FREDERICO – Possível não, imprescindível! Experiências similares de pandemias anteriores indica que não se enfrenta uma pandemia e uma crise planetária dessa proporção sem uma ampla mobilização da sociedade, empresas e governos. Muito já tem sido feito, como mencionado anteriormente. Além disso observa-se uma rede quase invisível de solidariedade, em crescimento. Mas imaginando que essa pode ser uma maratona, e não uma corrida de 100 metros, tais articulações precisam ser ampliadas e melhoradas suas coordenações.

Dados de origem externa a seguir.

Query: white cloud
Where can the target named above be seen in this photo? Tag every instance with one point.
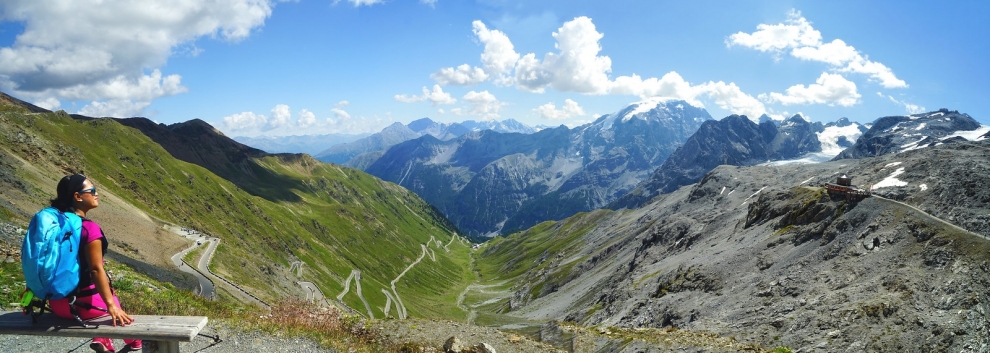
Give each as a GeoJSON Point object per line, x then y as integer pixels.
{"type": "Point", "coordinates": [576, 67]}
{"type": "Point", "coordinates": [436, 97]}
{"type": "Point", "coordinates": [775, 38]}
{"type": "Point", "coordinates": [908, 107]}
{"type": "Point", "coordinates": [50, 103]}
{"type": "Point", "coordinates": [463, 75]}
{"type": "Point", "coordinates": [569, 110]}
{"type": "Point", "coordinates": [245, 121]}
{"type": "Point", "coordinates": [73, 50]}
{"type": "Point", "coordinates": [340, 114]}
{"type": "Point", "coordinates": [281, 116]}
{"type": "Point", "coordinates": [671, 85]}
{"type": "Point", "coordinates": [530, 76]}
{"type": "Point", "coordinates": [830, 89]}
{"type": "Point", "coordinates": [804, 42]}
{"type": "Point", "coordinates": [116, 108]}
{"type": "Point", "coordinates": [358, 3]}
{"type": "Point", "coordinates": [483, 104]}
{"type": "Point", "coordinates": [730, 97]}
{"type": "Point", "coordinates": [499, 57]}
{"type": "Point", "coordinates": [306, 119]}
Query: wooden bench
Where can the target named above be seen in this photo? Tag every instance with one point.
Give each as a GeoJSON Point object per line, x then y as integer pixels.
{"type": "Point", "coordinates": [160, 333]}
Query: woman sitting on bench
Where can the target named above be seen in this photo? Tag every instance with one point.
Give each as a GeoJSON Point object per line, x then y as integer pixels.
{"type": "Point", "coordinates": [76, 193]}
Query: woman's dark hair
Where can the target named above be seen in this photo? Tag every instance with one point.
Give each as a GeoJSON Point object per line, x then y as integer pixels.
{"type": "Point", "coordinates": [67, 187]}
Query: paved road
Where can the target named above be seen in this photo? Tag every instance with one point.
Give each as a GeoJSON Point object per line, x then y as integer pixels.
{"type": "Point", "coordinates": [314, 294]}
{"type": "Point", "coordinates": [928, 216]}
{"type": "Point", "coordinates": [206, 288]}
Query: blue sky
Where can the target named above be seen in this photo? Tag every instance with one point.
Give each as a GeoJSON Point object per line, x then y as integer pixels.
{"type": "Point", "coordinates": [260, 67]}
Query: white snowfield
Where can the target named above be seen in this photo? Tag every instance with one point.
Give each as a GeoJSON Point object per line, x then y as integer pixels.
{"type": "Point", "coordinates": [975, 135]}
{"type": "Point", "coordinates": [891, 180]}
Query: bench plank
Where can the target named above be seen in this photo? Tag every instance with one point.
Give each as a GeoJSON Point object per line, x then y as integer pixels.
{"type": "Point", "coordinates": [145, 327]}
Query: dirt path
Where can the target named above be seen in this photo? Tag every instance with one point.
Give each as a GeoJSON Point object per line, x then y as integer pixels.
{"type": "Point", "coordinates": [206, 286]}
{"type": "Point", "coordinates": [356, 275]}
{"type": "Point", "coordinates": [925, 215]}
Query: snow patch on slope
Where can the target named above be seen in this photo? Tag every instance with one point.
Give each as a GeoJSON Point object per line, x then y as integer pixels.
{"type": "Point", "coordinates": [829, 138]}
{"type": "Point", "coordinates": [891, 180]}
{"type": "Point", "coordinates": [974, 135]}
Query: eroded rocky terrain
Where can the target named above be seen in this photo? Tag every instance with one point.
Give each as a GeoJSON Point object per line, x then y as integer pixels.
{"type": "Point", "coordinates": [763, 254]}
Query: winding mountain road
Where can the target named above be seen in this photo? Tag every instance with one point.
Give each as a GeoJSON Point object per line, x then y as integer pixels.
{"type": "Point", "coordinates": [202, 267]}
{"type": "Point", "coordinates": [206, 286]}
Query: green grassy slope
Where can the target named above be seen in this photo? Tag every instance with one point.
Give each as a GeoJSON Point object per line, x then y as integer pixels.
{"type": "Point", "coordinates": [526, 257]}
{"type": "Point", "coordinates": [334, 219]}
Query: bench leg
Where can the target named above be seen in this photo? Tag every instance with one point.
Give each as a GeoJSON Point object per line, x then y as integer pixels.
{"type": "Point", "coordinates": [160, 347]}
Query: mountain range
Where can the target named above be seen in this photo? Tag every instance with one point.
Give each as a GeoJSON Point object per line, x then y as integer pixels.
{"type": "Point", "coordinates": [737, 140]}
{"type": "Point", "coordinates": [364, 151]}
{"type": "Point", "coordinates": [489, 183]}
{"type": "Point", "coordinates": [268, 210]}
{"type": "Point", "coordinates": [309, 144]}
{"type": "Point", "coordinates": [895, 134]}
{"type": "Point", "coordinates": [764, 254]}
{"type": "Point", "coordinates": [750, 256]}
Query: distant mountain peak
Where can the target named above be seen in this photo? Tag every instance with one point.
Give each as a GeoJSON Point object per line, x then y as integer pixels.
{"type": "Point", "coordinates": [655, 109]}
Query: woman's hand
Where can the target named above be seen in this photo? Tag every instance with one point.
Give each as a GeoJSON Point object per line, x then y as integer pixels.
{"type": "Point", "coordinates": [118, 315]}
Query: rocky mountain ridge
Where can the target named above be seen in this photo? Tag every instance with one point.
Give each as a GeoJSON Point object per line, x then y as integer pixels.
{"type": "Point", "coordinates": [763, 254]}
{"type": "Point", "coordinates": [362, 152]}
{"type": "Point", "coordinates": [734, 140]}
{"type": "Point", "coordinates": [489, 183]}
{"type": "Point", "coordinates": [895, 134]}
{"type": "Point", "coordinates": [309, 144]}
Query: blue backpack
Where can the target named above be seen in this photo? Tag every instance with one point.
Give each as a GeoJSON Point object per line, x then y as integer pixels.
{"type": "Point", "coordinates": [50, 254]}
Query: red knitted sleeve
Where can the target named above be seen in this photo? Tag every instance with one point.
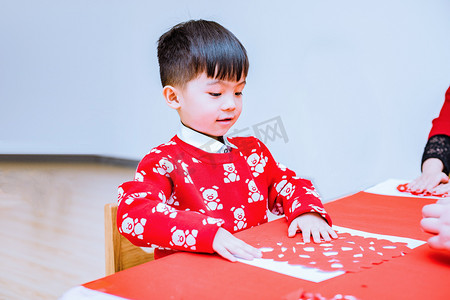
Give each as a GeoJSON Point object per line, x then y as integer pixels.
{"type": "Point", "coordinates": [441, 125]}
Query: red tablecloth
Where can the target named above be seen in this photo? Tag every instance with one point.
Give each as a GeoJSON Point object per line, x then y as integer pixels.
{"type": "Point", "coordinates": [421, 274]}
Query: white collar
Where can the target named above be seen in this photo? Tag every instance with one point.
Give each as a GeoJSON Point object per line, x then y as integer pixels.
{"type": "Point", "coordinates": [203, 141]}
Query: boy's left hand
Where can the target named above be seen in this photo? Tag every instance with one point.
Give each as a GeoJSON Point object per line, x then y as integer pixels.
{"type": "Point", "coordinates": [311, 224]}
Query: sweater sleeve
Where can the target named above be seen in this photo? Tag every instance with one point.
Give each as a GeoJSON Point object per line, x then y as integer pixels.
{"type": "Point", "coordinates": [146, 217]}
{"type": "Point", "coordinates": [288, 193]}
{"type": "Point", "coordinates": [438, 146]}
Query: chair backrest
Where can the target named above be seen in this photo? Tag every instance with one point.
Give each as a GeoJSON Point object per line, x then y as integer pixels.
{"type": "Point", "coordinates": [120, 253]}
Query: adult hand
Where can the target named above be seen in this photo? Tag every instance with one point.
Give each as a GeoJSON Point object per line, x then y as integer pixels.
{"type": "Point", "coordinates": [311, 224]}
{"type": "Point", "coordinates": [230, 247]}
{"type": "Point", "coordinates": [437, 221]}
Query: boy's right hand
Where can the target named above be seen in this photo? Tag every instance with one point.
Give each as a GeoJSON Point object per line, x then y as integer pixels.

Acredito que cada um tem seu papel; mas, a história o mostra, batalhas desse tipo demandam lideranças com visão estratégica, legitimidade e capacidade de mobilização. 

TD – Dentro das ações de gestão de crise, quais decisões e medidas deveriam ser tomadas pelo governo para o setor de transporte?

FREDERICO – Além das medidas emergenciais já mencionadas, vários temas que patinavam em discussões intermináveis, correlacionáveis diretamente com a pandemia ou não, voltaram à baila e estão sendo tratadas: a crise parece ter colocado um holofote na agenda, reduzido amarras e disseminado um sentido de urgência. É o caso, p.ex, da caracterização da essencialidade dos vários setores de transporte (uma definição formal, mas que abre diversas portas), a tabela de fretes, a escalação automática nos portos, rendas mínimas para diversas categorias, etc. Algumas vigerão provisoriamente, Mas outras tendem a se tornar perenes: será um legado da crise!

TD – Quais as projeções de impactos pós-pandemia para a economia e para o setor de transporte rodoviário?

FREDERICO – Certamente o impacto tem sido e será grande. E por algum tempo. Seja pela produção que vai sendo reduzida; seja pelo fechamento das fronteiras; seja pelos dispêndios desse “esforço de guerra” (na casa de centenas de bilhões de Reais) que, como consequência, reduzirá ou postergará investimentos no setor; seja pela quebradeira de empresas; seja pela desorganização na economia (p.ex, descumprimentos de contratos, públicos e privados: e não serão poucos). O rescaldo dará trabalho e tomará muitos meses… ou anos. Vale lembrar a experiência do pós-Plano Real!

Ainda não há quantificações confiáveis, Apenas alguns indicativos. Por exemplo: transporte coletivo e aviação, até em função da quarentena, já estão sendo duramente afetados: transporte coletivo urbano/metropolitano já caiu mais da metade, e em alguns casos a 1/3 ou ¼; e os aeroportos estão desertos (Congonhas, por exemplo, não funcionará em abril e Guarulhos caiu a algo como 10% do movimento pré-pandemia). Pesquisas das entidades do setor rodoviário de cargas indica queda de cerca de 40% das movimentações; inclusive no setor de medicamentos.